The Headlong Rush

May 6, 2004

Imagine being young, fit, passionate, and outfitted as if for battle. Helmet, face mask, thick padded gloves, expensive glistening skates, every square inch of your body covered with thick padding—elbows, knees, shins, and shoulders bolstered with hard plastic.

Stick in hand, I watch the mad rush up and down the ice, the puck ricocheting off the boards, pinging high off the glass. First one, then the next, and then the next skater and the puck somehow all meeting at once, crashing together, and then spinning off again in whole new directions.

I might have only been on the ice a few times, but I am already soaked through with sweat, drinking water in great gulps. I glance at my nearby teammates along the bench, and I know I too am steaming like a draught horse.

"Trippe! Perry! McGinness!" The coach calls out our names. He doesn't move or take his eyes off the action on the ice. Everyone knows what to do. Players shift up and down the bench, allowing me and my two linemates to move next to the coach. "You're on," he says, indicating we will go on the ice as soon as he can flag the other players off. With that, we are ready--mouthguards back in, gloves on, helmets snapped back in place. Ready? Fuck, with his next words, we would jump out of a plane or off a cliff if there were one nearby.

The momentum on the ice shifts. The other team starts to change up, leaving our defensemen free to begin carrying the puck up ice. My linemates stand on the bench, and I join them. This is a new tactic we have come up with on our own, and so far the coach hasn't nixed it. Rather than climb over the dasher onto the ice, we have taken to leaping from the bench, over the dasher, and onto the ice. Done right, this has a spectacular effect. Rather than awkwardly clambering over the boards, this allows us to hit the ice in stride, landing and streaking forward like invading marauders.

And we do. One by one our teammates crash into the boards and clamber off. And each incoming projectile is met with an outgoing one, my two linemates first and then finally me. In my mind's eye, my linemates--shorter, more solidly built than me--are incredibly graceful and land perfectly. I on the other hand, am all limbs, 6'2 and 155 pounds, and my body seems to require a dozen or more in-flight corrections between the moment I push off the bench and the moment first one skate edge and then the other catches the ice.

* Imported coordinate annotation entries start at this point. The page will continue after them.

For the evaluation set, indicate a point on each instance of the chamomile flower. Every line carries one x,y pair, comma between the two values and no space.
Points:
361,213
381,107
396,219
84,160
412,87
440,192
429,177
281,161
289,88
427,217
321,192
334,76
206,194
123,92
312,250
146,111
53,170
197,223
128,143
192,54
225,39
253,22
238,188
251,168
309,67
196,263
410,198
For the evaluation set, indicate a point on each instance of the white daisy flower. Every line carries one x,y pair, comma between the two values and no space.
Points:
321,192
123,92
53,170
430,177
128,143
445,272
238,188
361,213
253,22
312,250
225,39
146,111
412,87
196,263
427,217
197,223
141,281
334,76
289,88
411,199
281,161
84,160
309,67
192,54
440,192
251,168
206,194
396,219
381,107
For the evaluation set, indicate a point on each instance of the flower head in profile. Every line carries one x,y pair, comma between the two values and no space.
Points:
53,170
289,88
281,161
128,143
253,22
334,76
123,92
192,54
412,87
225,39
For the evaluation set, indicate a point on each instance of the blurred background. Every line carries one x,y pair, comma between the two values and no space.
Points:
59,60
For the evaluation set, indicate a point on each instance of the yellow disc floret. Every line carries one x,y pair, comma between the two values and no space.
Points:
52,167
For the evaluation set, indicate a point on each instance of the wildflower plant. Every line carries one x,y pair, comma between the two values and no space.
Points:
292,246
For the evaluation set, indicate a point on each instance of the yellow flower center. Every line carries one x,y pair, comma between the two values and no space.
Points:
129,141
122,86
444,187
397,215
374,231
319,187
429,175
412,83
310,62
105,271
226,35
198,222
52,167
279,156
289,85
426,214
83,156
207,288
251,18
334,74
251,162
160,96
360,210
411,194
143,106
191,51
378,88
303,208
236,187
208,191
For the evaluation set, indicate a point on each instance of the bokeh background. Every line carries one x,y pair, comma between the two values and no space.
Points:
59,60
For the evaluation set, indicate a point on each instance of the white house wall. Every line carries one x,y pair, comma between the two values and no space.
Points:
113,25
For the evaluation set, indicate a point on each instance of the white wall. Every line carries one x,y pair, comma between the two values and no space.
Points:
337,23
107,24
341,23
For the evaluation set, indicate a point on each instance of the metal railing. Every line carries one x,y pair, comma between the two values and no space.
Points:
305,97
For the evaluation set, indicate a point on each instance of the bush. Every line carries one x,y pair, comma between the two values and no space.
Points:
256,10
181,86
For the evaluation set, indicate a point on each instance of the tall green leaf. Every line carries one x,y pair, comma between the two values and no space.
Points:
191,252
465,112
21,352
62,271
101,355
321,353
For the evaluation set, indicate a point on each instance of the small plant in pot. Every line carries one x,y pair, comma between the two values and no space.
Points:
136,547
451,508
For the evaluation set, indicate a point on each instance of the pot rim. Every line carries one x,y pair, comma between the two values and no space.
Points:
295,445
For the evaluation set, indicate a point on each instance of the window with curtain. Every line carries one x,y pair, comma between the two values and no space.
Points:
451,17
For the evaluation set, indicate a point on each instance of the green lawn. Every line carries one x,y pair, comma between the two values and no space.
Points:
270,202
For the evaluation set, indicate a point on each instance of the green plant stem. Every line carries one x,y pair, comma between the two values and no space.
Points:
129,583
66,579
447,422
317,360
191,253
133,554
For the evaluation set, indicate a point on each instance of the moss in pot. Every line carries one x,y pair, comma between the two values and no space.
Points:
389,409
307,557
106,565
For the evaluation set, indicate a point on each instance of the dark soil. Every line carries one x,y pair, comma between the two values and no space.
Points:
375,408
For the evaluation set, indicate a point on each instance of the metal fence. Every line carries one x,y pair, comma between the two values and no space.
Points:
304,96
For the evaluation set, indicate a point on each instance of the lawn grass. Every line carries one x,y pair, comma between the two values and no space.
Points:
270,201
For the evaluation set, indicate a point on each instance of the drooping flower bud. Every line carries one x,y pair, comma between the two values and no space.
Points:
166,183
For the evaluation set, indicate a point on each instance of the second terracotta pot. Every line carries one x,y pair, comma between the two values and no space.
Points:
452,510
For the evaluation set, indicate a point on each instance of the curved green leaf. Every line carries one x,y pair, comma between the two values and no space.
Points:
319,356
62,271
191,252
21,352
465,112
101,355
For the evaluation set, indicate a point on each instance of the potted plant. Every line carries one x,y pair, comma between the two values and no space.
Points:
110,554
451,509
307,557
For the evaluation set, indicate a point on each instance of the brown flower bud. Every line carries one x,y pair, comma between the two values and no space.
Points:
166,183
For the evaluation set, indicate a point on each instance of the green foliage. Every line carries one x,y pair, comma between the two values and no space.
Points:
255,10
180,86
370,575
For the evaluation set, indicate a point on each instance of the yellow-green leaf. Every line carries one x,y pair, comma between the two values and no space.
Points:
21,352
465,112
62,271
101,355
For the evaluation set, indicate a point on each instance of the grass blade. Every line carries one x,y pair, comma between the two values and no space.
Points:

But I make it in stride--a rush in and of itself but then I hear my coach's voice, "Get 'em, Spider!" This is my teammates' nickname for me, and somehow I know all at once that this is the first time he has used it to address me and his decision to do this is purposeful. It's momentous.

I reach the opposing blueline just in time to see one of my linemates take out a defender with a shuddering check. What happened next was nothing short of pure hockey perfection. The puck slides out to me, on a line, flat as a pancake on the ice, and directly to my stick side.

Thank God I didn't have time to think and undo the moment.

Instead I did what I have done thousand of times on rinks, on frozen ponds and puddles, on frozen swimming pools and tennis courts, in driveways and on streets. I raised my stick and fired a slapshot in stride.

The puck was in the net before I finished my follow-through, and I saw the red goal light go on at the same instant someone leveled me with a stick check to the head. But the check didn't matter. Flat on my back on the ice, I was gone, screaming at the top of my lungs, an incomprehensible stream of syllables through my mouthguard that were met again and again as my teammates reached me, pulled me to my feet, and cuffed my head, punched me, pushed me, and jostled me as we skated back to the bench.

I'm back on the bench, facemask tilted up, downing water again in the same great gulps. Part of me is reliving the previous moment, part of me is basking in my teammates compliments and affection, part of me watching the new action break on the ice. "Spider," I hear again and again. "Way to go, Spider!" "Way to go!"